When natural emergencies disable a hospital, inhibiting its ability to provide care to its patients such as recently occurred when a tornado devastated the St. Johns Regional Medical Center in Joplin, Missouri, the emergency community rushes to its aid. Acting on years of training and planning, they quickly evacuate its patients and victims to safety. However, in large scale disasters affecting multiple hospitals within a region, the overwhelming emergency resources required to evacuate a single facility may not be available for days.
During regional emergencies, hospitals are much more dependent on their own emergency and evacuation plans and resources to save lives. Having reviewed several hundred hospital evacuation plans, I can attest that while the hospital industry has made major strides in emergency preparation during the past decade, a majority of hospitals in America are unprepared to evacuate in a large scale emergency. As a brief summary, I have listed ten reasons:
1. Insufficient transportation resources – During a large emergency, local, state and federal resources place hospitals at a lower priority of evacuation. Most hospitals do not have alternate sources of transportation nor have they considered the number and type of resources that would be required to adequately respond to their emergency.
2. Undeveloped receiving facility resources – While most hospitals have mutual aid agreements and MOUs with other hospitals in their region, many have not developed detailed procedures for emergency acceptance and admittance. Most do not have agreements that go beyond their region in the event that their MOU receiving facilities are affected by the emergency.

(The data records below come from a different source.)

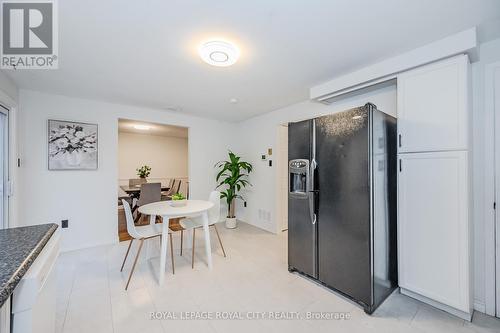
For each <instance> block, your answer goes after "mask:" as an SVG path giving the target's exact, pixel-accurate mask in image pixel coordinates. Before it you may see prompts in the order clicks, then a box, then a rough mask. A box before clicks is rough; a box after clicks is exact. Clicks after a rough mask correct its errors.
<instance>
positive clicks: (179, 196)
mask: <svg viewBox="0 0 500 333" xmlns="http://www.w3.org/2000/svg"><path fill="white" fill-rule="evenodd" d="M185 199H186V197H185V196H184V195H183V194H182V193H176V194H174V195H172V200H185Z"/></svg>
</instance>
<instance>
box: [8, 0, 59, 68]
mask: <svg viewBox="0 0 500 333" xmlns="http://www.w3.org/2000/svg"><path fill="white" fill-rule="evenodd" d="M1 4H2V5H1V9H2V11H1V18H2V25H1V28H2V34H1V36H2V43H1V46H2V49H1V66H0V68H6V69H57V67H58V39H57V36H58V34H57V32H58V29H57V28H58V27H57V11H56V9H57V7H56V1H55V0H40V1H37V0H31V1H21V0H17V1H15V0H10V1H9V0H3V1H2V2H1Z"/></svg>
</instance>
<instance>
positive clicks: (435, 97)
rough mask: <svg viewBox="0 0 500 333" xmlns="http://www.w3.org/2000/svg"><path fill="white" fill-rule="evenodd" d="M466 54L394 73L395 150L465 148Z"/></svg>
mask: <svg viewBox="0 0 500 333" xmlns="http://www.w3.org/2000/svg"><path fill="white" fill-rule="evenodd" d="M468 71H469V60H468V57H467V56H466V55H460V56H456V57H453V58H450V59H447V60H443V61H439V62H436V63H432V64H430V65H426V66H422V67H419V68H417V69H414V70H411V71H408V72H405V73H402V74H400V75H398V79H397V80H398V139H399V140H400V141H399V144H398V145H399V152H400V153H408V152H432V151H444V150H467V149H468V127H467V122H468V102H469V101H468V85H469V83H468V80H469V78H468V76H469V75H468Z"/></svg>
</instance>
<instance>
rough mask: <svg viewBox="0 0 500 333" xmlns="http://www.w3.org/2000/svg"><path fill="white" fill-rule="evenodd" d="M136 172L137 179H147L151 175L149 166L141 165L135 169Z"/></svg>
mask: <svg viewBox="0 0 500 333" xmlns="http://www.w3.org/2000/svg"><path fill="white" fill-rule="evenodd" d="M136 171H137V175H138V176H139V178H147V177H149V174H150V173H151V167H150V166H149V165H143V166H141V167H140V168H138V169H136Z"/></svg>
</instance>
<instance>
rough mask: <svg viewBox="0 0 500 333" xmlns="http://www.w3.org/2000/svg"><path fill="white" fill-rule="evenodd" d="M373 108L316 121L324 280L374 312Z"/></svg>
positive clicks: (326, 283) (367, 108)
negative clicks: (372, 248) (371, 188)
mask: <svg viewBox="0 0 500 333" xmlns="http://www.w3.org/2000/svg"><path fill="white" fill-rule="evenodd" d="M368 124H369V112H368V107H366V106H365V107H361V108H356V109H351V110H349V111H346V112H342V113H337V114H333V115H329V116H325V117H320V118H318V119H316V145H317V146H316V160H317V163H318V167H317V184H318V190H319V207H318V223H317V224H318V243H319V254H318V258H319V259H318V261H319V280H320V281H321V282H323V283H325V284H326V285H328V286H330V287H331V288H333V289H336V290H338V291H340V292H342V293H344V294H345V295H347V296H349V297H351V298H353V299H355V300H356V301H358V302H359V301H361V302H362V303H364V304H365V305H367V306H369V305H370V304H371V302H372V296H371V290H372V289H371V257H370V178H369V171H370V165H369V163H370V161H369V133H368V129H369V128H368Z"/></svg>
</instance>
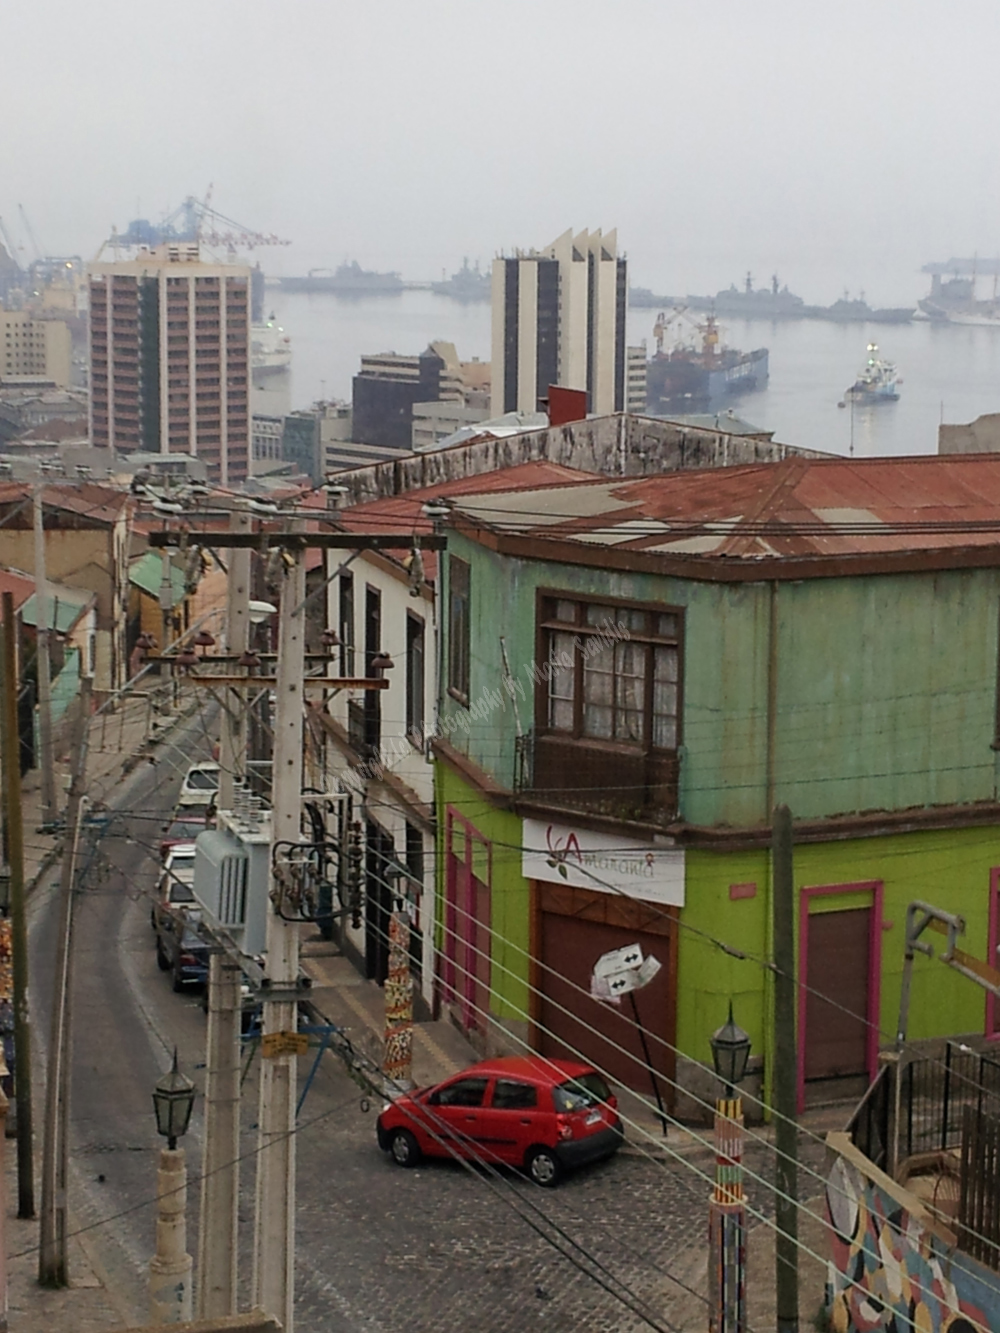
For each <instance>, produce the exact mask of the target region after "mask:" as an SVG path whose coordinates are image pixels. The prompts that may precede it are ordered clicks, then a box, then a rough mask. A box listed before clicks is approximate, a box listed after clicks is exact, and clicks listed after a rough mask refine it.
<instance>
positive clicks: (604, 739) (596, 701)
mask: <svg viewBox="0 0 1000 1333" xmlns="http://www.w3.org/2000/svg"><path fill="white" fill-rule="evenodd" d="M592 648H593V643H588V644H587V651H588V652H589V656H588V657H587V659H585V661H584V726H583V729H584V734H585V736H595V737H597V738H599V740H611V737H612V736H613V734H615V714H613V709H612V704H613V701H615V649H613V647H612V645H605V647H603V648H600V649H599V651H597V652H596V653H595V652H592Z"/></svg>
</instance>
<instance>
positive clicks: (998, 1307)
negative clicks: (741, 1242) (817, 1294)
mask: <svg viewBox="0 0 1000 1333" xmlns="http://www.w3.org/2000/svg"><path fill="white" fill-rule="evenodd" d="M829 1141H831V1146H832V1148H835V1149H836V1152H837V1154H839V1156H837V1158H836V1161H835V1164H833V1168H832V1170H831V1173H829V1178H828V1181H827V1212H828V1218H829V1224H831V1248H832V1261H831V1266H829V1285H828V1308H829V1320H831V1328H832V1329H835V1330H836V1333H873V1330H876V1329H879V1330H885V1333H992V1330H995V1329H1000V1276H997V1274H996V1273H993V1272H991V1270H989V1269H987V1268H984V1266H983V1265H981V1264H977V1262H976V1261H975V1260H972V1258H969V1257H968V1256H967V1254H963V1253H961V1252H960V1250H957V1249H956V1246H955V1236H953V1234H952V1233H951V1232H949V1230H948V1228H945V1226H944V1225H941V1224H940V1222H939V1221H936V1218H935V1217H933V1216H932V1214H931V1213H929V1212H928V1209H927V1208H925V1205H924V1204H923V1202H921V1201H920V1200H919V1198H917V1197H916V1196H915V1194H911V1193H908V1192H907V1190H905V1189H903V1188H901V1186H900V1185H896V1184H895V1181H892V1180H891V1178H889V1177H888V1176H885V1174H883V1172H880V1170H879V1169H877V1168H876V1166H873V1165H872V1164H871V1162H869V1161H868V1158H867V1157H864V1156H863V1154H861V1153H860V1152H857V1149H856V1148H855V1146H853V1145H852V1144H851V1141H849V1138H848V1137H847V1136H845V1134H831V1136H829Z"/></svg>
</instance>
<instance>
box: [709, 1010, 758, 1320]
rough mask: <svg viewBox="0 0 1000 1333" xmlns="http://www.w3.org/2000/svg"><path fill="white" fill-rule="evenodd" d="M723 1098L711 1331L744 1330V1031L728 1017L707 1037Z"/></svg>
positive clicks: (746, 1033)
mask: <svg viewBox="0 0 1000 1333" xmlns="http://www.w3.org/2000/svg"><path fill="white" fill-rule="evenodd" d="M709 1044H711V1046H712V1062H713V1064H715V1072H716V1074H717V1076H719V1077H720V1078H721V1081H723V1082H724V1084H725V1097H721V1098H719V1100H717V1101H716V1104H715V1189H713V1190H712V1198H711V1201H709V1205H708V1273H709V1278H708V1326H709V1328H711V1329H713V1330H715V1333H745V1330H747V1301H745V1288H747V1270H745V1254H747V1204H745V1200H744V1194H743V1101H741V1098H740V1097H737V1096H735V1093H733V1088H735V1086H736V1085H737V1084H739V1082H741V1081H743V1078H744V1076H745V1073H747V1060H748V1058H749V1045H751V1042H749V1036H748V1034H747V1033H745V1032H744V1030H743V1028H740V1026H739V1025H737V1024H736V1022H733V1016H732V1000H731V1001H729V1018H728V1021H727V1022H724V1024H723V1026H721V1028H719V1029H717V1030H716V1032H713V1033H712V1036H711V1038H709Z"/></svg>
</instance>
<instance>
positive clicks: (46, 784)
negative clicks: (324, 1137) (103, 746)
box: [32, 483, 59, 828]
mask: <svg viewBox="0 0 1000 1333" xmlns="http://www.w3.org/2000/svg"><path fill="white" fill-rule="evenodd" d="M32 507H33V519H35V608H36V627H35V628H36V639H37V667H39V749H40V754H39V768H40V769H41V822H43V826H49V828H51V826H52V825H53V824H55V822H56V818H57V814H59V812H57V810H56V773H55V768H53V762H52V659H51V655H49V649H51V644H52V640H51V637H49V623H48V616H49V611H48V607H49V596H48V580H47V579H45V507H44V503H43V488H41V484H40V483H39V484H37V485H36V487H35V491H33V493H32ZM52 619H53V621H55V616H53V617H52ZM52 628H53V629H55V624H53V627H52Z"/></svg>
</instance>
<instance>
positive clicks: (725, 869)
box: [677, 829, 1000, 1060]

3. Limited tracking – A large scale evacuation of several hundred patients in the span of 24 hours entails the potential use of dozens of ambulances, helicopters, and aircraft as well as the coordination of hundreds of personnel. In addition, internal and external tracking of patients, medicines, charts and personal belongings must be managed and tracked to mitigate the effect on patients and their families. Most hospitals do not have systems to accomplish this feat.
4. Lack of Coordination with Emergency Community – A majority of hospitals have reviewed their emergency and evacuation plans with their emergency management, EMS, police and fire departments. However, many have not relayed the weaknesses of their facility, nor have they clearly delineated the expectations they have of their local emergency providers. In the event that local providers are unable to assist, most hospitals have not detailed what is required to bring in outside providers. In addition, most have not detailed the communication plans that must be in place between the facility, their providers, and the emergency community.
5. Unclear triggering strategy and methodology – JCAHO standards outline minimum rationale for evacuating a hospital, yet realistic criteria are more complicated. Because of conflicting management issues, most decision criteria are not well delineated, creating confusion amongst the implementers of evacuation policies.
6. Undefined communication system – While most hospitals have acquired adequate communication hardware, including multiple backup methods, most have not defined the detailed communication processes that must be in place to implement a realistic evacuation. Rapid mass coordination of admission to receiving hospitals is one example.
7. Limited triage plan – Most hospitals have basic triage methodology to fit specific vulnerability analyses. However, many hospitals’ triage procedures have not considered realistic timing limitations of known transport resources and receiving facilities as well as a realistic rate of patient and personnel evacuation.
8. Undeveloped patient preparation plan – While much work has been done by most hospitals to develop detailed vertical and horizontal evacuation plans that correspond to required fire safety protocols, many hospitals inadequately rely on this planning to fulfill emergency internal evacuation processes. As an example, in most cases, vertical evacuation should be coordinated with the arrival patterns of transportation vehicles.
9. Lack of cost tracking – To be reimbursed by the Federal Government after incurring emergency expenses during a federal emergency, the hospital must provide detailed time and cost records for all personnel, materials, and vehicles used in the emergency. Most hospitals do not have adequate procedures or capacity to account real time for costs, potentially forfeiting millions of recovery dollars as a result.
10. Inadequate funding – The United States has access to 70,000 ambulances, enough to overwhelm even most large disasters. However, many hospitals rely on the Stafford Act to fund their rescue, limiting access to available resources. Most have not planned for alternate funding mechanisms to draw upon during an ongoing emergency.